Thunderbird toy box design by my Grandfather Jack Rosenthal

An image of a Thunderbird 5 poster, designed and made by my Grandfather’s company Jack Rosenthal Toys Ltd.

I have just been sent this post by my colleague Deborah Tatar who I am collaborating with on research into ‘art and power’:

It is a very timely post in many ways as I am going to London this weekend to attend my own family’s version of a Seder. Deborah’s description very much brought back memories of when my Grandfather was alive and the kind of stories he told. As an ex communist and active socialist his stories were often very much focused on fighting for a sense of humanity, for a greater equality across our British class system and against the forces of capitalism. Alongside this he was in fact a business man and an innovator having invented space toys for a mass market in the 1960s. He designed and made the first Thunderbird Toys. He set up the company J R Toys Ltd which later became Century 21 Toys, working with Gerry Anderson on his merchandising. I think about him and his innovative ideas, the contradictions of a business man who was a communist, an innovator at the forefront of  TV merchandising and his dreams of rockets – as I embark on a new artwork, a new concept, collaborating with engineers, scientists, computer scientists – and sometimes games designers (through my work with Active Ingredient and Mudlark).

I am having some incredibly interesting discussions about art and science within and outside of the University, which also link to the research about art and power, particularly in the context of academia and computer science. Much of this is about the role of art and indeed ‘humanity’ (or emotion) within science. It is also reflected in the development of a new version of the ‘performing data’ system (being developed by the Mixed Reality Lab and Horizon at the University of Nottingham) to capture, mediate and interpret data.

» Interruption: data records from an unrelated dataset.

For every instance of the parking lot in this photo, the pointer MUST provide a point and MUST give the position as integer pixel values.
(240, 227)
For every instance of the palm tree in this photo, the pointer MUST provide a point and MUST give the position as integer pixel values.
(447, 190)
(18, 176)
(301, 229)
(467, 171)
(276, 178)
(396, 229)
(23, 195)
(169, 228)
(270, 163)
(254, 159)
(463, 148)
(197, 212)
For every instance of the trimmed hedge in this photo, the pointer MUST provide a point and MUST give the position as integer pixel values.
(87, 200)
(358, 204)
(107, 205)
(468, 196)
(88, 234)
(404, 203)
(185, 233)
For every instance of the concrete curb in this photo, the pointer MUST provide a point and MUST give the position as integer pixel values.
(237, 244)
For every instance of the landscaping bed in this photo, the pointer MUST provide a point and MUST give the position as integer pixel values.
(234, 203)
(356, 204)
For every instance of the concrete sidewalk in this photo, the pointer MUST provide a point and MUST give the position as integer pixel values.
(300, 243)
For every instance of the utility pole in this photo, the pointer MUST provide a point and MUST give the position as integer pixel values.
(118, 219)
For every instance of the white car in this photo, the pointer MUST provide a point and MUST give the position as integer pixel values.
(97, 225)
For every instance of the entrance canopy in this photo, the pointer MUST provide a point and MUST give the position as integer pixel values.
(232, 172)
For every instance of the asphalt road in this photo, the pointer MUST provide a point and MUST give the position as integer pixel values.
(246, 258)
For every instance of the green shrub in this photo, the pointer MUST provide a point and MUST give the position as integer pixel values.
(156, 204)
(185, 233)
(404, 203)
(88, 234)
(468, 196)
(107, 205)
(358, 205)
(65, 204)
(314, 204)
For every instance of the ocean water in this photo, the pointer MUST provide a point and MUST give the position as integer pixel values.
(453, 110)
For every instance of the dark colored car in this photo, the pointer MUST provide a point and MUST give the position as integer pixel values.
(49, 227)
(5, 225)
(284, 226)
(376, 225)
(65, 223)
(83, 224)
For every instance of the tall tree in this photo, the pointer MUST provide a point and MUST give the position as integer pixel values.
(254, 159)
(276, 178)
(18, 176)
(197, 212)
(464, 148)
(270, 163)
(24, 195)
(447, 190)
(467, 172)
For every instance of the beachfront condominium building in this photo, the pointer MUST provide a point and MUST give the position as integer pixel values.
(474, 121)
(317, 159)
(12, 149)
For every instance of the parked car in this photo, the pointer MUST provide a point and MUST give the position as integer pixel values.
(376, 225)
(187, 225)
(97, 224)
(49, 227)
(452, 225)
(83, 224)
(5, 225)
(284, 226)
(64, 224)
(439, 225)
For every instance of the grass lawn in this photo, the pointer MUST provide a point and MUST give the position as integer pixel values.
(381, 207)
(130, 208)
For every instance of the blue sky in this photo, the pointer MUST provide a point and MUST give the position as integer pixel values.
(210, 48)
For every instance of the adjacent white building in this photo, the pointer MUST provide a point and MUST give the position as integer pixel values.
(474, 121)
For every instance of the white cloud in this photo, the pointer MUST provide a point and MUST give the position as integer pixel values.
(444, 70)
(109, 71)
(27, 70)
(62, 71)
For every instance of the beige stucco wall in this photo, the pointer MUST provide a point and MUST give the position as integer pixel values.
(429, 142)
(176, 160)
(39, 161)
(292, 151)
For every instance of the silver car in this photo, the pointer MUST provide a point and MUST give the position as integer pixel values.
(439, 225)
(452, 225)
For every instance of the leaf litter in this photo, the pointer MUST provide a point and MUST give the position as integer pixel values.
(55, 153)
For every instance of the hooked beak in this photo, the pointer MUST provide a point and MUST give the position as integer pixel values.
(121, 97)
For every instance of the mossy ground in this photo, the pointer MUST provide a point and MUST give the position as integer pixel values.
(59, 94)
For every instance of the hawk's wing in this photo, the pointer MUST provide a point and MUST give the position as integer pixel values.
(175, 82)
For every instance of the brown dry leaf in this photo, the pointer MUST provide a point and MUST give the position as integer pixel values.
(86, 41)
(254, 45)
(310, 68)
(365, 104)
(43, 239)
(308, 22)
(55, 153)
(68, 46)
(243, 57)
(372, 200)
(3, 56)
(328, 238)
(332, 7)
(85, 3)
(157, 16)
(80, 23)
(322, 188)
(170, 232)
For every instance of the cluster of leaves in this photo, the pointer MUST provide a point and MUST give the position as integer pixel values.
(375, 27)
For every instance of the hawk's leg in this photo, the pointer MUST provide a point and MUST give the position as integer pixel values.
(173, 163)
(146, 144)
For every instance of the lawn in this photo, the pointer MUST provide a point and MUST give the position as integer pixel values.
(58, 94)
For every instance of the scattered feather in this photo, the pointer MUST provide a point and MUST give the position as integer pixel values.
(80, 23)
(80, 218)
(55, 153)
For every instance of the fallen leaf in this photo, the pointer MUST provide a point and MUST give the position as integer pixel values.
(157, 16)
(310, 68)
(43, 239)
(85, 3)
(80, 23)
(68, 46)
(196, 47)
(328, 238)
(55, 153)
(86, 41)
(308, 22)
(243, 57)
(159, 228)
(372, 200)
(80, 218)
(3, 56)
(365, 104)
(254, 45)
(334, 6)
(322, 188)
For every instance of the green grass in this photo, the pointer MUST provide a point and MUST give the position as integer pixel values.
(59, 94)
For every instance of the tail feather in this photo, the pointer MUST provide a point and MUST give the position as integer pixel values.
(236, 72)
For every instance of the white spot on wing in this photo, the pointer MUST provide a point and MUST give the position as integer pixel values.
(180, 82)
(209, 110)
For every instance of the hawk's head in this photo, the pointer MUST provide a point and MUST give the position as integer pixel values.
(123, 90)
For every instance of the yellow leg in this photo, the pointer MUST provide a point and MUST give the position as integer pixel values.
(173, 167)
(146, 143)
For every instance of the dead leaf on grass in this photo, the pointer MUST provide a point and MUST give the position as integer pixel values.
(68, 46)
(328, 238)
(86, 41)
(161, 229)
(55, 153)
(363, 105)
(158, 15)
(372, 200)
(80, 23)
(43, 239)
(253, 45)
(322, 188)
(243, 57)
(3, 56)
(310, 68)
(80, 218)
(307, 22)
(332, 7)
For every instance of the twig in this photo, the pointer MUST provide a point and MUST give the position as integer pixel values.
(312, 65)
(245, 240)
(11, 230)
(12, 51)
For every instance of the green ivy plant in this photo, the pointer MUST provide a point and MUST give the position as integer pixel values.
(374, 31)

This discussion returns to the questions I raised in my thesis about the integrity of scientific data and how we can mediate data to create humanised experiences and narratives around it – that remain grounded in science.

The key question that keeps returning is ‘whose responsibility is it to oversee the integrity of science, data and art?’

The players are me (as an artist and researcher), a team of computer scientists, an engineer, two senior climate scientists and the group of people local who sign up to track climate change experiences within their everyday lives.

I hope that we can capture these arguments and dialogues through the research, but also through the experience of the artwork – and I will be very interested to see how they relate to wider discussions and research about art and power.